上記の状況に鑑みて、本実施の形態例に係る熱電対温度計では、細い線径の熱電対線で作成された熱電対の先端に熱均等化のための金属板を固定した均熱板付き熱電対を使用する。例えば、図2(a)に示すように、熱電対1の先端部(測温接点)に円形の金属板からなる均熱板20を固定した均熱板付き熱電対21を使用する。図2(b)は、均熱板付き熱電対21を使用した本実施の形態例に係る熱電対温度計によって、基板23上に搭載された小型電子部品25の微小部分の温度を測定する様子を模式的に示している。また、図2(c)は、熱電対の先端部(測温接点)に矩形の金属板からなる均熱板22を固定した均熱板付き熱電対31を使用して、基板23上の小型電子部品25の微小部分の温度測定をしている様子を示している。
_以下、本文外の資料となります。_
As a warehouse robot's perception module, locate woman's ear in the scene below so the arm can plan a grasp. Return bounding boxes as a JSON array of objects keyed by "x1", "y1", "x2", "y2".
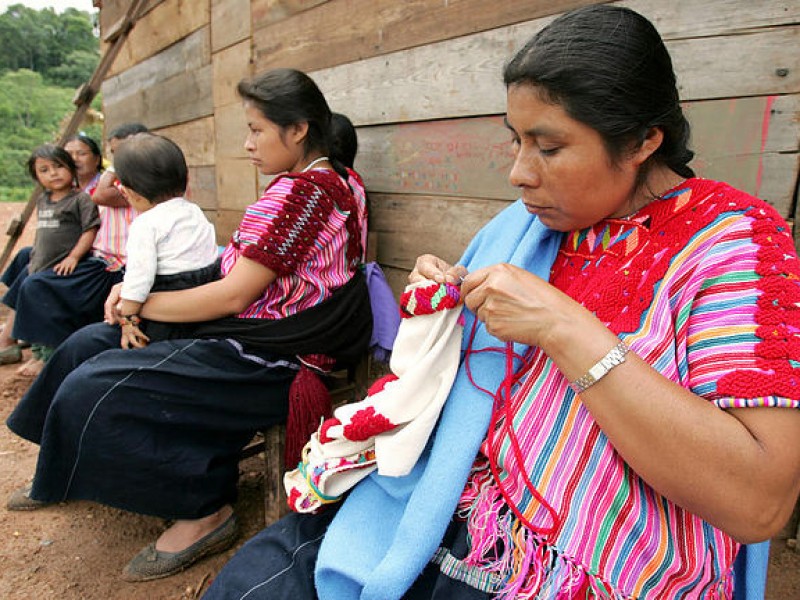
[
  {"x1": 289, "y1": 121, "x2": 308, "y2": 146},
  {"x1": 633, "y1": 127, "x2": 664, "y2": 166}
]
上述した均熱板20,22の材料として、熱伝導の良い、例えば、金、プラチナ、銅、アルミニウム、銀等を使用できるが、製造コストと加工性の観点から銅を使用する。均熱板20の寸法は、例えば、直径がφ1mm程度、厚さt=0.3mm程度とし、応答の観点から熱容量を極力小さくすることが好ましい。熱電対を取り付けるパッドとして機能する均熱板の面積が小さいと、熱流束の集中により、わずかな放熱であっても熱電対の測定部分での温度低下が生じる。そこで、上記寸法の均熱板20を使用することで、測定点における熱流束の集中が緩和されるので、測定結果が実際の温度よりも低下して熱集中抵抗による測定誤差が生じるのを回避することができる。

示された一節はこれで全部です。